3 decades. Gone.
Raymond Towler spent 29 years behind bars, only to ultimately be exonerated.
Since his first taste of freedom in 2010, he has spent no time being bitter.
Too much good stuff to do.
This is a man who will turn 60 in a couple weeks.
A good man who spent HALF of those years behind bars.
Locked up for a crime he didn't commit.
Locked up not long after he served honorably in the U.S. Army..
The story of his release is not new, but what Raymond has been doing since, is. It's impressive, this example, set by a man rooted in forgiveness, faith and gratitude.
May 1981. Raymond Towler didn't see it coming.
"Cleveland police knocked on my door with a warrant for my arrest for rape," says Towler.
September 1981, Towler is convicted. Life in prison.

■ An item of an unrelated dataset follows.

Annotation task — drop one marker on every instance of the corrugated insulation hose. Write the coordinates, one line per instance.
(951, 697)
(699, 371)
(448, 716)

He ended up spending 29 years behind prison walls for a crime he didn't commit.
“It seemed like it would never end,” said Towler.
But on May 5, 2010 it did.
A judge ruled whoever had raped that 12 year old girl in the Metro Parks in Fairview Park, “was clearly not Raymond
New DNA evidence and the help of determined Ohio Innocence Project Attorneys were Towler's ticket out.
“I just kept feeding myself hope and believing too," says Towler.
Towler took to painting to pass the time. A talented artist began to blossom from behind prison walls.
Towler's painting called "BLUE MAN" is a “strong guy no matter what emotions he was feeling,” says Towler.
That strong guy hoisting the American flag is Towler. He was just 17-years-old when he joined the Army in the Vietnam era.
"That was my life that I was prepared to give."
He is blue in the picture for the injustice that did cost him 29 years of his life but the flag flies because THIS GUY is, "A guy who still believed in his country. I’m still a patriot."
This patriot, standing on faith, still.
"You know god looked out for me," Towler says.
Towler never lost hope, not even in the system that had failed him.
"I didn't take it personally,” Towler laughs, “I looked at it as a mistake of course."
So Raymond Towler has a new role in his purpose driven life.
"I really want to help people who are lost. Not just because they are in prison, but because they need to hear there IS a reason for them to keep going,” says Towler.
Towler also now sits ON the Ohio Innocence Project's Board!
"I am kind of here as the voice of the exonerees. You're fighting for your name and your freedom at the same time. It's a really dark cloud to have over your head," Towler says from experience.
Now Towler is making a name for himself with music. He sings and plays guitar in the Innocence Project’s exoneree band.
As for bitterness?
“Aint nobody got time for that! I am free now and I have an opportunity to live the life that I have. I found out a long time ago that it's a choice that you have to be happy or sad. You know know, no matter what's going around. I’m not saying it's easy to do but everyone can do it," says Towler.